To get the IP on linux (don’t bother doing this on Windows, the result is only useful within the linux environment running docker), it seems you need to call

docker inspect --format '{{.NetworkSettings.IPAddress}}' my-postgres

Once you have the IP you can access via ODBC on port 5432 – using a tool like PGAdmin, for example. And you can write unit tests or create data sources in your web app using the IP and the port 5432.

And then?

This is already pretty cool, but you can go a lot farther with docker, linking data containers to application containers so that they can communicate with each other, extending the postgres container image to call SQL scripts on startup, mapping file directories in the container to file directories on the physical machine, etc. It can get a bit complicated, but the docker user guide is a good place to look to find out how to do all that.

A closer look at the DockerFile

I said earlier that infrastructure is now code, with Docker.  For the PostgreSQL container we used in our example, let’s take a quick, hand-wavy look at the DockerFile code under the hood.  You don’t need to do this to use the PostgreSQL image, but this is a techie blog, so let’s have a look under the hood.  The DockerFile for postgres 9.5 is at this link on docker hub.

The first line is:
FROM debian:jessie

Inheritance! A DockerFile starts with a FROM to indicate the parent image upon which it builds. By the way, the parent DockerFile debian:jessie is here, and it builds upon what is effectively the root image.

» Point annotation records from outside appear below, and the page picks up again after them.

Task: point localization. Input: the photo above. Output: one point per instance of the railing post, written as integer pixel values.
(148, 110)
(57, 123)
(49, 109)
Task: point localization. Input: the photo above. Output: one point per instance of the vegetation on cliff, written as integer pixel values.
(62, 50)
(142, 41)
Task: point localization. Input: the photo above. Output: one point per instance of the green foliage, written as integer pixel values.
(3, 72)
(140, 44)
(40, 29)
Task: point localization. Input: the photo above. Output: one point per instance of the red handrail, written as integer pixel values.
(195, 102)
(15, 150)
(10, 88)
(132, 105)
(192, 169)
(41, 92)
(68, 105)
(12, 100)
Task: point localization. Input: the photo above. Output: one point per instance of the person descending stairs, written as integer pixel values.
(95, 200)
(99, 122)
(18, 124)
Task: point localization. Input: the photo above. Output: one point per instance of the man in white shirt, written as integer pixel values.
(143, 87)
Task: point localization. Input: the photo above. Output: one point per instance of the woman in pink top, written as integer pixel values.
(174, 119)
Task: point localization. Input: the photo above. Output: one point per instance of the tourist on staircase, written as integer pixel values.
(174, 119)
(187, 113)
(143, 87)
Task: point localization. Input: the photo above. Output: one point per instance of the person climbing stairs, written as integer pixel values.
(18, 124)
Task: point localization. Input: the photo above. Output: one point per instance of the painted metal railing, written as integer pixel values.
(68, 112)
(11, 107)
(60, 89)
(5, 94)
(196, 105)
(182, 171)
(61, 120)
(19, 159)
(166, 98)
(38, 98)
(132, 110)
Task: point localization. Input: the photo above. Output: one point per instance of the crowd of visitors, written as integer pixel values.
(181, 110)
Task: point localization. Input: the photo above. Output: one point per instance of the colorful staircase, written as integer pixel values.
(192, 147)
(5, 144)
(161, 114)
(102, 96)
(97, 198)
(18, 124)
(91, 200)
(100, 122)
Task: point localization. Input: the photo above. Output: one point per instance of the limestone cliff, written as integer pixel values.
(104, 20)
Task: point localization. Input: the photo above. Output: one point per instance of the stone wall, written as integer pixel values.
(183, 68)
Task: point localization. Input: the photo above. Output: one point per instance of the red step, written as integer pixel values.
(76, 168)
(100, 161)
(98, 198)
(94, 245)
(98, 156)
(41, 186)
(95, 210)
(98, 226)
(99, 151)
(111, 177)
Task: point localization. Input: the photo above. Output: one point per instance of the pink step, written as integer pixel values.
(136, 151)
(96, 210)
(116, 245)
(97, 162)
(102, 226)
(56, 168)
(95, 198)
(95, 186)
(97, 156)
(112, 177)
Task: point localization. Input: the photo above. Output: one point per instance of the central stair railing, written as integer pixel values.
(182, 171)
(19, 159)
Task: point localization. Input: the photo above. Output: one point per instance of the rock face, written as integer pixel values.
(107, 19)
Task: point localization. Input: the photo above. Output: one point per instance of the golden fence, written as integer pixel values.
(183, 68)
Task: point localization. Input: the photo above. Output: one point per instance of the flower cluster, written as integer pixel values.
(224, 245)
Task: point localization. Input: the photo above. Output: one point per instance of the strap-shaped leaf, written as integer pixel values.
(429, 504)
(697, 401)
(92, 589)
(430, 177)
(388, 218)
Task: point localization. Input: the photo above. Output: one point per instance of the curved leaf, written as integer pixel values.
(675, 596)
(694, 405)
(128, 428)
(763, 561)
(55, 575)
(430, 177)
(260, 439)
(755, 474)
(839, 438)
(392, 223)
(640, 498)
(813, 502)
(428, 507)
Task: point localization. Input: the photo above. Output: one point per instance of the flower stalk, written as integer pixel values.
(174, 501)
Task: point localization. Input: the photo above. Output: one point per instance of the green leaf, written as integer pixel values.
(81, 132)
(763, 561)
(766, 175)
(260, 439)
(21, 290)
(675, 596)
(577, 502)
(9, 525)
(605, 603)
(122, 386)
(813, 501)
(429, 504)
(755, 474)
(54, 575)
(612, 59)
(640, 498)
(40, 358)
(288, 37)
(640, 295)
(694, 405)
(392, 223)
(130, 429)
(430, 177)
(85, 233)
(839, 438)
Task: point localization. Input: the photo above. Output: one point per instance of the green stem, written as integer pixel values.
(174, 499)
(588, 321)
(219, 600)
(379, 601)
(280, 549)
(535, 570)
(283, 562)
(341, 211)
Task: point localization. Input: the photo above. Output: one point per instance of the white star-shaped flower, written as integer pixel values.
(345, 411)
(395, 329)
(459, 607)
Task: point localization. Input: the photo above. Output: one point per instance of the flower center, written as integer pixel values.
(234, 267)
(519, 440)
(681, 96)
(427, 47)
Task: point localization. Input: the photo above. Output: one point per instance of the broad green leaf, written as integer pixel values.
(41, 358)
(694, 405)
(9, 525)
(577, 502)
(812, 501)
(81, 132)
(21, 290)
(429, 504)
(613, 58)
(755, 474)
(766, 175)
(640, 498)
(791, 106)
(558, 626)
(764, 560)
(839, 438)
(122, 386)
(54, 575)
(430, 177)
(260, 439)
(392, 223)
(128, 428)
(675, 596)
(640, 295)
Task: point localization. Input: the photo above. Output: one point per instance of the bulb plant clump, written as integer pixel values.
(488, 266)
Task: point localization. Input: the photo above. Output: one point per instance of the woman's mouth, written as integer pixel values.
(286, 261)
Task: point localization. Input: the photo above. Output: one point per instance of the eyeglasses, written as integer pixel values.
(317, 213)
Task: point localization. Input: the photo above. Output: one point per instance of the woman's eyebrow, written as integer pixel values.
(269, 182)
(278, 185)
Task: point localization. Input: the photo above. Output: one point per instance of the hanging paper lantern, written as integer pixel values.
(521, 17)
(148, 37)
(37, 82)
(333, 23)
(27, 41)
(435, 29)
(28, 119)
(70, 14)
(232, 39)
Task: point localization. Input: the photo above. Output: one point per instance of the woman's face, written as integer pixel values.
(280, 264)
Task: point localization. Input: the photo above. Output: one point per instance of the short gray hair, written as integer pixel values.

In the postgres DockerFile, there is a variety of commands. We see RUN used to launch linux commands like mkdir (to create file directories) and apt-get (to download and install software packages). We see ENV commands that set environment variables, like “PATH” and “PGDATA”. The EXPOSE command in the file tells Docker that the port in question is used by the container but does not make it visible from the outside (we did that with our docker run command above using the -p option). There’s also the VOLUME command which creates a mount point for a disk, a COPY command which copies into the container a shell script file which is part of the image (we see here that the postgres image consists of a DockerFile and a shell script file). There’s also an ENTRYPOINT command which launches the script file when the container is launched (ENTRYPOINT is different from RUN in that ENTRYPOINT associates the life cycle and output of the application launched with the life cycle and output of the container, allowing the use of a container to run a one-shot command and output the result, for example).